Dennoch müssen selbstverständlich auch menschliche Regelungen im Umgang mir erlittener Gewalt auf dieser Welt getroffen werden. Darauf weist das Wort "Auge für Auge, Zahn für Zahn" ja gerade hin. Als Rechtssatz steht es dafür, wie notwendig es ist, Gewalt zu begrenzen und den Täter zur Rechenschaft zu ziehen, dass dies aber nicht mit eigenmächtiger menschlicher Willkür, sondern nur nach Recht und Gesetz geschehen darf. Die Bindung an das Recht stellt eine weitere wichtige biblische Säule im Umgang mit Gewalt und Vergeltung dar. Willkür lässt die Gewaltspirale sich weiter drehen, durch Recht und Gesetz wird Gewalt begrenzt.

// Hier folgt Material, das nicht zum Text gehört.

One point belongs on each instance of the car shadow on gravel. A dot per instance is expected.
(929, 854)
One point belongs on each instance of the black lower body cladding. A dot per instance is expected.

Biblisches Recht stellt dabei einige Grunddaten bereit, die für Christen auch heute noch gelten für die Beurteilung von Gewalt und Vergeltung. Dem Opfer ist Gehör und Recht zu verschaffen. Gewalt ist keine Bagatelle. Rache und Vergeltung allerdings darf kein Mensch, nur Gott üben. Menschliches Richten wird dadurch begrenzt, dass eigentlich nur Gott Richter sein kann. Das letzte Urteil über einen Menschen kann nur Gott fällen. Deshalb sind Strafen an Leib und Leben ausgeschlossen.

Für den Fall der Iranerin heißt das, dass der Schrei des Opfers nach Rache von der Bibel nur allzu gut verstanden wird. Das Recht dazu, diese zu üben, hat Ameneh Bahrami allerdings weder nach alt- noch nach neutestamentlicher Überzeugung. Bei Osama bin Laden bedeutet das, dass es selbstverständlich ist, dass er zur Rechenschaft gezogen wird. Durch eine eigenmächtige willkürliche Maßnahme jenseits von Recht und Gesetz darf dies nach biblischer Überzeugung nicht geschehen. Die Anordnung der Todesstrafe bleibt einem einzigen Richter vorbehalten: Gott. Freuen wird er sich in keinem Fall über den Tod eines Geschöpfes.


Dr. Jochen Flebbe ist wissenschaftlicher Mitarbeiter im Fach Neues Testament an der Evangelisch-Theologischen Fakultät der Universität Bonn.